Farmers and civil society groups, however, said that GM cotton provided no solution, and questioned claims that output would grow by 30 percent. According to the Coalition for the Protection of African Genetic Heritage (COPAGEN), “GMOs are not a solution for Africa. The major problems that agriculture faces in our countries include incompetent water management, low soil fertility in many regions, lack of access to the means of production, in particular around issues related to land, lack of access to loans at acceptable interest rates, and the processing of our raw materials on our own continent.” In addition, COPAGEN said that the introduction of GM cotton might open the door to “all genetically modified seeds in agriculture and food,” which a number of African countries have opposed.

A year ago, local groups raised similar concerns when Mail, supported by USAID, Monsanto and Syngenta, launched field trials of Bt cotton. The farmers groups in Mali stressed that their problem was low cotton prices, not low productivity. The Coalition to Protect Mali’s Genetic Heritage further cautioned that paying for GM seeds would be problematic for poor, small-scale farmers, who lack financial resources and are the stewards of a number of unique local seed varieties.
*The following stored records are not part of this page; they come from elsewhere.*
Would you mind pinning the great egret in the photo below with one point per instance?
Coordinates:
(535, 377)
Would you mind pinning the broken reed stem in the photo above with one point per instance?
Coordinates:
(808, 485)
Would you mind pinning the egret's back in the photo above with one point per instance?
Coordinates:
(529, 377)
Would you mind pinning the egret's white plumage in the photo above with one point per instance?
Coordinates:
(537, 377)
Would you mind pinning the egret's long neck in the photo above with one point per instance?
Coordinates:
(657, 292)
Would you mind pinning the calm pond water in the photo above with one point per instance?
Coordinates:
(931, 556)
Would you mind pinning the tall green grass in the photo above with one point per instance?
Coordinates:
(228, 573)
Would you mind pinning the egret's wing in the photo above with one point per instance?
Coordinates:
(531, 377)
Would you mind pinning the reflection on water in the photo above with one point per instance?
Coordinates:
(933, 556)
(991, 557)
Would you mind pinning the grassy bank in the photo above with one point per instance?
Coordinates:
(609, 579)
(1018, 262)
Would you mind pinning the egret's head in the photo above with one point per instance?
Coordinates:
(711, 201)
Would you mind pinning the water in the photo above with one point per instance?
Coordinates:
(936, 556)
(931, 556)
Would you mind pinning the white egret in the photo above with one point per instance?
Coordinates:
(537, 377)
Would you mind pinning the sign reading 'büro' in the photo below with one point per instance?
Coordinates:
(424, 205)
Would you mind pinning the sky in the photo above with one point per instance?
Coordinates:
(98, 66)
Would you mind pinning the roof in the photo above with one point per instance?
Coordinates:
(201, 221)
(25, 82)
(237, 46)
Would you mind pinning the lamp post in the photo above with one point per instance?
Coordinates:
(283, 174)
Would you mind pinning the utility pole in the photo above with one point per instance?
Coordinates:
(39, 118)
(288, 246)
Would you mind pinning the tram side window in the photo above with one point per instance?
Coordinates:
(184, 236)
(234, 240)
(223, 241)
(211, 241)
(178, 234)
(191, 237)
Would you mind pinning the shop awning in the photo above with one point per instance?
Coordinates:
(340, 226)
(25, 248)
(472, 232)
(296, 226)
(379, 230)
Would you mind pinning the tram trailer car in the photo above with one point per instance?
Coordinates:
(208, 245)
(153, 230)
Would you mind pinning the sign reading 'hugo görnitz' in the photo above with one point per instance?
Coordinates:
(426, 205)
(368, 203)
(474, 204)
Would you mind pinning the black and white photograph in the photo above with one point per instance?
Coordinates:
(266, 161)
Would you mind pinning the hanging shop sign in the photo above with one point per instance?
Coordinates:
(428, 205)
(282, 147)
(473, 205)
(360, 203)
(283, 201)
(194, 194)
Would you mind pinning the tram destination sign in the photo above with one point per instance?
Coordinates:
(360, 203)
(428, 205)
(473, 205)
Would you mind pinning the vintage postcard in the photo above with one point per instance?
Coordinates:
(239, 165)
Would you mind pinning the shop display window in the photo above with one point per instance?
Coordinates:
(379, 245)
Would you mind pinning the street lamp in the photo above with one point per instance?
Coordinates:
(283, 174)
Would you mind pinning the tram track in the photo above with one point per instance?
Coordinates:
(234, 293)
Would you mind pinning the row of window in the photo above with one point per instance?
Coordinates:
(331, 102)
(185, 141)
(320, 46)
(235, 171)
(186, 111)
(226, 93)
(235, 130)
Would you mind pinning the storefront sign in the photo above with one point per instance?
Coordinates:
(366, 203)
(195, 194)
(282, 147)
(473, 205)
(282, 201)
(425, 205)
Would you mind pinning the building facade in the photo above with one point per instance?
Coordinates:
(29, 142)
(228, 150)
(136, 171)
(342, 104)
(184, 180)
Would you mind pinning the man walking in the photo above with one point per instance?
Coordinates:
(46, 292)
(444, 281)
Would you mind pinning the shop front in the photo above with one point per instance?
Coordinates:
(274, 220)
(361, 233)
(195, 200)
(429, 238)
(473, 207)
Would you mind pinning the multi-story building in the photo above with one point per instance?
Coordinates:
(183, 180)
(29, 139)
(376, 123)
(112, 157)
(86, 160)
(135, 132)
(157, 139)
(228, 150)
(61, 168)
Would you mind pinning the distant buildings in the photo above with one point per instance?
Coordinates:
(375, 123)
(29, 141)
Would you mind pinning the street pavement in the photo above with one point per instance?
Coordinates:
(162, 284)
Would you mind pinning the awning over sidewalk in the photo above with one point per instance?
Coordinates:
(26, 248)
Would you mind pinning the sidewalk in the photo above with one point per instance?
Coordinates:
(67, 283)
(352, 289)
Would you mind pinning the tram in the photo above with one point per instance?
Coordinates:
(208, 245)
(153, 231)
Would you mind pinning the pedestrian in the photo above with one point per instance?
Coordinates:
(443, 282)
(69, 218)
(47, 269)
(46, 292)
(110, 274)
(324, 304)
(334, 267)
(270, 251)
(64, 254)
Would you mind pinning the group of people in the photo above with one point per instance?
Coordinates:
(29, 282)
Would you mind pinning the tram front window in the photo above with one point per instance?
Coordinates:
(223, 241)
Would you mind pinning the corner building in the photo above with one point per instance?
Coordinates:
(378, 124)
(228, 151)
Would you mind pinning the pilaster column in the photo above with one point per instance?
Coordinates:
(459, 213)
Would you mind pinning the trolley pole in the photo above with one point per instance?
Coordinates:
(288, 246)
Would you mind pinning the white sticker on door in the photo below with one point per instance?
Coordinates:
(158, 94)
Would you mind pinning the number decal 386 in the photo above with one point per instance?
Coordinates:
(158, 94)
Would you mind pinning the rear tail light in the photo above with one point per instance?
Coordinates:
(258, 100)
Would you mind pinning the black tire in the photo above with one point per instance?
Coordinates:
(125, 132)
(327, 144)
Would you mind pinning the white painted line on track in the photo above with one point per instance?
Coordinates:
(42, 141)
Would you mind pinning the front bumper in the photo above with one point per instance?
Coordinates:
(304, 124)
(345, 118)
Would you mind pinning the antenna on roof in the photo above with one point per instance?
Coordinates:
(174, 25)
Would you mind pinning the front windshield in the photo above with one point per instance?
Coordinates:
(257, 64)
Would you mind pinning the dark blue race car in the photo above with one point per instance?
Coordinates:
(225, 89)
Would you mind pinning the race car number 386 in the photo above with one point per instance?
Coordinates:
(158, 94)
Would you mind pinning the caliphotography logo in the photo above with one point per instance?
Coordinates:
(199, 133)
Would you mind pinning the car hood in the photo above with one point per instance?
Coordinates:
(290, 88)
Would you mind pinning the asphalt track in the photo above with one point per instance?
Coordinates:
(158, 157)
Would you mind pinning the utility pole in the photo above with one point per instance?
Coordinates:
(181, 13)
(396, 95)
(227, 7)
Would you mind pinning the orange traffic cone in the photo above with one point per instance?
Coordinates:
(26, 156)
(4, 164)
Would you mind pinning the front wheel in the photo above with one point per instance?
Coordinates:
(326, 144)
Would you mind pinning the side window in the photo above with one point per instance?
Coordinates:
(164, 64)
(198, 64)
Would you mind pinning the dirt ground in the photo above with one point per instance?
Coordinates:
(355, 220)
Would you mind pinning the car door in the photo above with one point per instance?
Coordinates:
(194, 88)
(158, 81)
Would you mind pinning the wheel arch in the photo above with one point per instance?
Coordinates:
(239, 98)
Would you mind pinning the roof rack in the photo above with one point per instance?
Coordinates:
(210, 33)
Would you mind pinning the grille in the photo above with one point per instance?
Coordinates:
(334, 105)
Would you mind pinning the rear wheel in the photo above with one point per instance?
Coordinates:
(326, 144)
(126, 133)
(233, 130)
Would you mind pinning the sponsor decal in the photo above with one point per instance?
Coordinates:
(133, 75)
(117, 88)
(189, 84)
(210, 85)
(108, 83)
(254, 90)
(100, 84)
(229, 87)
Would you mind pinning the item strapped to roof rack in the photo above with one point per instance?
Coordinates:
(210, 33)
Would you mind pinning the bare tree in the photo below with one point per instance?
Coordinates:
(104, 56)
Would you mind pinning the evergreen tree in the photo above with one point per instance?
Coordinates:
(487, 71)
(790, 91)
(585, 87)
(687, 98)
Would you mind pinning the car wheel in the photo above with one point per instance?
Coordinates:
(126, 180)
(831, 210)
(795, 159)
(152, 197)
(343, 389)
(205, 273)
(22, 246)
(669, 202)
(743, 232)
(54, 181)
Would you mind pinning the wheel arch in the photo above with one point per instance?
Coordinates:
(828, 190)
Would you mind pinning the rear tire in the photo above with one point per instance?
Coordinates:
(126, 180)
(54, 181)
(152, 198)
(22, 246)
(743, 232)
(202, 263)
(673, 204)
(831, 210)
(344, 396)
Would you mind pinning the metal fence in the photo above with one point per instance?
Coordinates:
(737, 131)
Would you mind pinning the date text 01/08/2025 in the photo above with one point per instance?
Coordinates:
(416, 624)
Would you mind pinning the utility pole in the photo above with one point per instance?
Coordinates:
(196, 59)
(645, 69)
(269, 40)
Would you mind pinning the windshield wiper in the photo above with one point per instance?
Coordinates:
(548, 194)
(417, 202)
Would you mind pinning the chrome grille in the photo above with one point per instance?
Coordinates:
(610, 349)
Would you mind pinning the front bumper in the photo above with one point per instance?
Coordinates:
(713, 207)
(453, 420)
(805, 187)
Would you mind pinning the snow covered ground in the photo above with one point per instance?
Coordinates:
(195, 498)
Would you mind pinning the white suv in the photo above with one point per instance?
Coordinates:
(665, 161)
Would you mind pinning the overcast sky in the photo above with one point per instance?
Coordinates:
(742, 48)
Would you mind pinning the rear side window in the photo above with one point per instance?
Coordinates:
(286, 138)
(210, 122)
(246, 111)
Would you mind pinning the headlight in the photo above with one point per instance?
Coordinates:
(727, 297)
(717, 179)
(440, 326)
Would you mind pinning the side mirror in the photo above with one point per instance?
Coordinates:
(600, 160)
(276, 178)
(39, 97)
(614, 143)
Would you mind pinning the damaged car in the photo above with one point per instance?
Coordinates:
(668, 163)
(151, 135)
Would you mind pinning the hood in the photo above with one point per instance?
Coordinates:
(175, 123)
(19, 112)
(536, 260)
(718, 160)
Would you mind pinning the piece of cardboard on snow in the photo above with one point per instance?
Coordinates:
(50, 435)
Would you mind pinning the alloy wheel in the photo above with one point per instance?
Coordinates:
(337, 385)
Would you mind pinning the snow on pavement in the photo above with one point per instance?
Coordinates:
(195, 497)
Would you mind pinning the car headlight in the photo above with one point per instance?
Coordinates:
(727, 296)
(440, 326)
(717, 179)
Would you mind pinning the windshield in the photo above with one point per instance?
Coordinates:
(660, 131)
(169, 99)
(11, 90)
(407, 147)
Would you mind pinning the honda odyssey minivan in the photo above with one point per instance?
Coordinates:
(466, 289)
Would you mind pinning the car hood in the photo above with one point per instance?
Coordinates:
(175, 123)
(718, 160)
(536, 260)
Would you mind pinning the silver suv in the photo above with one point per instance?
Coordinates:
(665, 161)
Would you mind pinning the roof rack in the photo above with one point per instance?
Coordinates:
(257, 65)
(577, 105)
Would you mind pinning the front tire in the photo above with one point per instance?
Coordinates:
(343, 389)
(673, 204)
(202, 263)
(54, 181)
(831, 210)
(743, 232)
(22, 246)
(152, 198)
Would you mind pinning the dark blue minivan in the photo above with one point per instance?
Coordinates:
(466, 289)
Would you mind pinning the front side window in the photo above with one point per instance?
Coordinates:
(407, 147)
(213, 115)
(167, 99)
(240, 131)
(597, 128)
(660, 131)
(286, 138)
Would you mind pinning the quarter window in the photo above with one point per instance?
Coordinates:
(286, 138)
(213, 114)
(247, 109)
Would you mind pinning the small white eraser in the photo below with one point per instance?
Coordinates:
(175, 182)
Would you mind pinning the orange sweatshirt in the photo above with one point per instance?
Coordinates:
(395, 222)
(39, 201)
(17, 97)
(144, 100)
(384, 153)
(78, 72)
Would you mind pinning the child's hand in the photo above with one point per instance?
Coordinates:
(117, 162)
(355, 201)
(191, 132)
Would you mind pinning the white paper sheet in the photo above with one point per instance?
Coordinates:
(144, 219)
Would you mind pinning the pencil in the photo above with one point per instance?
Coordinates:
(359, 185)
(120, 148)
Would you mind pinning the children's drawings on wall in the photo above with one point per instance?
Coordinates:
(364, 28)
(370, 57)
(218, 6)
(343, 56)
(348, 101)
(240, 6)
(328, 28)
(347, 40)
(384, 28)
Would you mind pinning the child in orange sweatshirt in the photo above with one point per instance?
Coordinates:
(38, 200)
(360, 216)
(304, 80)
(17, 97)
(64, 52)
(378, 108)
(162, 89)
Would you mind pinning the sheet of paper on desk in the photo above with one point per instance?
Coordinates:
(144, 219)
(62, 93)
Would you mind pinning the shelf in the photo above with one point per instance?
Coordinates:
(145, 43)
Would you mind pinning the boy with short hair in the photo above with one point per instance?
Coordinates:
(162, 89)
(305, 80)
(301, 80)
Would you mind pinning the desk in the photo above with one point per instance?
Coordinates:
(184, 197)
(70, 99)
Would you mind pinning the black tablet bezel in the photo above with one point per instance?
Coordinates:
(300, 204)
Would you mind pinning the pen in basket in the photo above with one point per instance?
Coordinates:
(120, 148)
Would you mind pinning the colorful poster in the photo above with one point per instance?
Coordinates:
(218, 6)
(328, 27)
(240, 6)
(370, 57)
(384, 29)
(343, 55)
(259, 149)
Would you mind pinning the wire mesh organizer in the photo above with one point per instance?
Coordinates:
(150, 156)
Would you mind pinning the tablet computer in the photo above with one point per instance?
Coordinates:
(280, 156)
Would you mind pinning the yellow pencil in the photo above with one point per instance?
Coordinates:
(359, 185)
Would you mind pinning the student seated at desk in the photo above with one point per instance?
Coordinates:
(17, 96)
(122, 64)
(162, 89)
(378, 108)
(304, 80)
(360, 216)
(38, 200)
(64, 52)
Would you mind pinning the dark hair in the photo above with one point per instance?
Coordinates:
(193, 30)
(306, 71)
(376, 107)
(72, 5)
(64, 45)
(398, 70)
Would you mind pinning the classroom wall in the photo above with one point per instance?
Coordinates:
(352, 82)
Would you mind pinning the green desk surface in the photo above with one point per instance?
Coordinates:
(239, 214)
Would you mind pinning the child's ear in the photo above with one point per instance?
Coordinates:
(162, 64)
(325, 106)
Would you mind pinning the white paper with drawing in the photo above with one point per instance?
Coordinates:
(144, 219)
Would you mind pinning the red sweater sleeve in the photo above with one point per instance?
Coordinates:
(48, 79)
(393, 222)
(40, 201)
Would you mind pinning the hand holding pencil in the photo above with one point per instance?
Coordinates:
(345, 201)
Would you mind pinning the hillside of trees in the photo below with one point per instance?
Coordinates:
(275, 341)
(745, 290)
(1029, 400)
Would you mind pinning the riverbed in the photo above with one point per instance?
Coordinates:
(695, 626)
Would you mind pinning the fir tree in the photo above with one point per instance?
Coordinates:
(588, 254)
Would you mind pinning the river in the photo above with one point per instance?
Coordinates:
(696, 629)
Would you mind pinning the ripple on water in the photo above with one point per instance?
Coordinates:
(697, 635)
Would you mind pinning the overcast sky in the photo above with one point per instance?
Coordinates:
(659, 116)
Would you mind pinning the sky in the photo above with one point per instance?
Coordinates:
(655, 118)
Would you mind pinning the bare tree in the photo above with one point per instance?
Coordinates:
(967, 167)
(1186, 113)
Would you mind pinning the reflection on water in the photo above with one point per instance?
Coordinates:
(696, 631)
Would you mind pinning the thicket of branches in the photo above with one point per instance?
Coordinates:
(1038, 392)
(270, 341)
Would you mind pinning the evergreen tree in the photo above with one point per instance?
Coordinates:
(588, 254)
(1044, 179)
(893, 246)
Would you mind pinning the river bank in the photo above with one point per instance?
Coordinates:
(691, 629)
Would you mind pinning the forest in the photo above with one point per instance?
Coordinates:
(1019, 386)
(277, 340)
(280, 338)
Burkina Faso was one of the four West African sponsors of the cotton initiative at the WTO ahead of the Cancun ministerial in 2003 (see Bridges Trade BioRes, 2 June 2003, http://www.ictsd.org/biores/03-06-02/story1.htm ), which led to the creation of a sub-committee on cotton under the WTO Committee on Agriculture. The purpose of the cotton initiative was to address structural imbalances in the global market, namely the fact that the massive cotton subsidies provided by developed countries had led to artificially low international prices.

Four million people in Burkina Faso depend on cotton for a living, and cotton sales yield 60 percent of the country’s state revenue.

“Impoverished Burkina Faso turns to GMO cotton to boost output, quality,” AFP, 3 December 2006; “Burkina Faso’s GM cotton causes concern,” BUSINESS IN AFRICA, 27 November 2006; “Mali’s David v Goliath GM struggle,” BBC, 7 December 2005.